The readyState captures whether the data is available and is one of “not loaded”, “loading”, “loaded”, “failed to load”. Data is only availalbe in “loaded” state.
The mode attribute captures whether the data is activate to be displayed and is one of “disabled”, “hidden” and “showing”. In the “disabled” mode, the UA doesn’t have to download the resource, allowing for some bandwidth management.
The cues and activeCues attributes provide the list of parsed cues for the given track and the subpart thereof that is currently active.
The onload, onerror, and oncuechange functions are event handlers for the load, error and cuechange events of the TimedTrack.
Individual cues expose the following IDL interface:
interface TimedTrackCue {
readonly attribute TimedTrack track;
readonly attribute DOMString id;
readonly attribute float startTime;
readonly attribute float endTime;
DOMString getCueAsSource();
DocumentFragment getCueAsHTML();
readonly attribute boolean pauseOnExit;
readonly attribute Function onenter;
readonly attribute Function onexit;
readonly attribute DOMString direction;
readonly attribute boolean snapToLines;
readonly attribute long linePosition;
readonly attribute long textPosition;
readonly attribute long size;
readonly attribute DOMString alignment;
readonly attribute DOMString voice;
};
The @track attribute links the cue to its TimedTrack.
The @id, @startTime, @endTime attributes expose a cue identifier and its associated time interval. The getCueAsSource() and getCueAsHTML() functions provide either an unparsed cue text content or a text content parsed into a HTML DOM subtree.
The @pauseOnExit attribute can be set to true/false and indicates whether at the end of the cue’s time interval the media playback should be paused and wait for user interaction to continue. This is particularly important as we are trying to support extended audio descriptions and extended captions.
The onenter and onexit functions are event handlers for the enter and exit events of the TimedTrackCue.
The @direction, @snapToLines, @linePosition, @textPosition, @size, @alignment and @voice attributes expose WebSRT positioning and semantic markup of the cue.
My only concerns with this part of the specification are:
- The WebSRT-related attributes in the TimedTrackCue are in conflict with CSS attributes and really should not be introduced into HTML5, since they are WebSRT-specific. They will not exist in other types of in-band or out-of-band timed text tracks. As there is a mapping to do already, why not rely on already available CSS features.
- There is no API to expose header-specific metadata from timed text tracks into JavaScript. This such as the copyright holder, the creation date and the usage rights of a timed text track would be useful to have available. I would propose to add a list of name-value metadata elements to the TimedTrack API.
- In addition, I would propose to allow media fragment hyperlinks in a <video> @src attribute to point to the @id of a TimedTextCue, thus defining that the playback position should be moved to the time offset of that TimedTextCue.

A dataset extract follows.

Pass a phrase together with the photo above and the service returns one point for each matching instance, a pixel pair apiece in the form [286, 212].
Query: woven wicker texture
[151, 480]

This is a useful feature and builds on bringing named media fragment URIs and TimedTracks together.
RENDERING TimedTracks
The third part of the timed track framework deals with how to render the timed text cues in a Web page. The rendering rules are explained in the HTML5 rendering section.
I’ve extracted the following rough steps from the rendering algorithm:
- All timed tracks of a media resource that are in “showing” mode are rendered together to avoid overlapping text from multiple tracks.
- The timed tracks cues that are to be rendered are collected from the active timed tracks and ordered by the timed track order first and by their start time second. Where there are identical start times, the cues are ordered by their end time, earliest first, or by their creation order if all else is identical.
- Each cue gets its own CSS box.
- The text in the CSS boxes is positioned and formated by interpreting the positioning and formatting instructions of WebSRT that are provided on the cues.
- An anonymous inline CSS box is created into which all the cue CSS boxes are wrapped.
- The wrapping CSS box gets the dimensions of the video viewport. The cue CSS boxes are positioned so they don’t overlap. The text inside the cue CSS boxes inside the wrapping CSS box is wrapped at the edges if necessary.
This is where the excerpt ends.